Law enforcement agencies, the National Guard, and substance abuse counselors were all on hand for Drug Take Back Day outside Eastdale Mall in Montgomery.
"There's been a good response. Pretty steady traffic, so we appreciate people coming out and finding this way to get rid of their unused drugs safely," said David Peterson, Chief Master Sergeant with the National Guard
This year, there were six drop-off locations across the River Region. Officials say more and more people are turning out every year, and it's partly due to educating the public more about just how harmful prescription drugs can be.
"A lot of time kids end up looking into medicine cabinets and grabbing things and taking them to parties, throwing them into a bowl and the results are potentially lethal at times and quite dangerous," said Peterson.

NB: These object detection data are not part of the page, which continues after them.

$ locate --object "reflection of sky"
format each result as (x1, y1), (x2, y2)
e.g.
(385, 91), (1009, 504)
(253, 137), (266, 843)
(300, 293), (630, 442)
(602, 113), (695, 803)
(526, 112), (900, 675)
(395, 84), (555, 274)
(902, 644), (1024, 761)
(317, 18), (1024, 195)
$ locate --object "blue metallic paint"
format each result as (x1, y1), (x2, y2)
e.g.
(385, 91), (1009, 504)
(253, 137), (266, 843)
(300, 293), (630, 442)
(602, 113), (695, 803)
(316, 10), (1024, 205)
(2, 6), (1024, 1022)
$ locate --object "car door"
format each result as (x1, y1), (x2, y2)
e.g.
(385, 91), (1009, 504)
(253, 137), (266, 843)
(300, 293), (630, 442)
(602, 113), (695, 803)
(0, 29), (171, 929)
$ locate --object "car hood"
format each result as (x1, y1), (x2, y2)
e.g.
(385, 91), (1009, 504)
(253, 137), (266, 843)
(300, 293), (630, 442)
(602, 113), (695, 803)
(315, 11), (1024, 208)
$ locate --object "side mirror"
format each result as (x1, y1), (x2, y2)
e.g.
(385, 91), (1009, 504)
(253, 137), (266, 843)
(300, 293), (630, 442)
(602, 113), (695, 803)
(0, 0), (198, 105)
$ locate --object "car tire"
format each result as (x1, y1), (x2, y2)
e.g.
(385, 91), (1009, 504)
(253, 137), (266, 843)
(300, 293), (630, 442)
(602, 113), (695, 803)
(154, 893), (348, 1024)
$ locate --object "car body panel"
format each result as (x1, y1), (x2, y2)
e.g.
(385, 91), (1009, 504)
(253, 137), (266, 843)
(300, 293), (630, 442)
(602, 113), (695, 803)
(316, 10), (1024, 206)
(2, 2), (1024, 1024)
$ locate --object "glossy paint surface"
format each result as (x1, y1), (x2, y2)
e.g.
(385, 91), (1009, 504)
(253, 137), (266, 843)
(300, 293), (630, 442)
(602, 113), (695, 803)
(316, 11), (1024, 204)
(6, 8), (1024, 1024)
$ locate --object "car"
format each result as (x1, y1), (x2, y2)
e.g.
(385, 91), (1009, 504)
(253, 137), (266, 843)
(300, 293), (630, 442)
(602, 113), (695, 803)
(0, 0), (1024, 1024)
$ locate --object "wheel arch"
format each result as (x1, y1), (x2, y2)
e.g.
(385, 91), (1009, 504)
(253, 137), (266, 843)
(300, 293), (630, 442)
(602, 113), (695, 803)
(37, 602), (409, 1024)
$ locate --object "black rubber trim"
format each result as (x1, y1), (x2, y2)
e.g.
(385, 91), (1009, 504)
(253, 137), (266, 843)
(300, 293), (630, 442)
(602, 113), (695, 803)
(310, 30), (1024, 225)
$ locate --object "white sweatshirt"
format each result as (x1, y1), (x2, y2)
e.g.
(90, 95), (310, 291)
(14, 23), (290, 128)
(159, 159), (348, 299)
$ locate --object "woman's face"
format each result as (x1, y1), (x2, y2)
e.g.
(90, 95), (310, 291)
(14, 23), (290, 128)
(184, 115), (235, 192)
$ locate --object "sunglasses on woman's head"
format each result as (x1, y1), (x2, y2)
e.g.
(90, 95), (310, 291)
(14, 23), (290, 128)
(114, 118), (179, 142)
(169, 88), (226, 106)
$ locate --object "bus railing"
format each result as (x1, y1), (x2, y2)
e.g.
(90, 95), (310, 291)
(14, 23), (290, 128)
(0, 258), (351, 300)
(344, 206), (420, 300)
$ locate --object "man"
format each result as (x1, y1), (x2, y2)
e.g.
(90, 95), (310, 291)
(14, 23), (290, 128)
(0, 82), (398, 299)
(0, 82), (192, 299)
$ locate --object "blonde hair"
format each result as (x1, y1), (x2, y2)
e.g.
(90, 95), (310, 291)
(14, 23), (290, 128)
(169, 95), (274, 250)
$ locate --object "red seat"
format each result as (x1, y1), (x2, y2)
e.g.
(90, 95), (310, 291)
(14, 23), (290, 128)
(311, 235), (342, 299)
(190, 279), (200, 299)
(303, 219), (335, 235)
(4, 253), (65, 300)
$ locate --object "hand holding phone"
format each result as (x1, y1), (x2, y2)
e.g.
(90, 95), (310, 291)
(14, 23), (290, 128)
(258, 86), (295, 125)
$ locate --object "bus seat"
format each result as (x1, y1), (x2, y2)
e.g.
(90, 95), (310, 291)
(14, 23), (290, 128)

"The trend that's going on with our youth right now, they are actually going into medicine cabinets and drawers right at home and they're getting the prescription meds and they're taking them to get high," said Kwatasian Hunt, Prevention Director with the Council on Substance Abuse.
However, flushing those medications down the toilet can also be dangerous, because it poses a huge environmental threat. That's what made Christy Bise clean out her medicine cabinet.
"Safety reasons, to keep children from getting into them and environmental reasons. It gets into your water supply, it contaminates the fish," she said.
Officials say if you missed Drug Take Back Day, you can get rid of your medicines by mixing them with coffee grounds and cat litter and throwing them away.
Drug Take Back Day usually is held twice a year across the country, in April and October.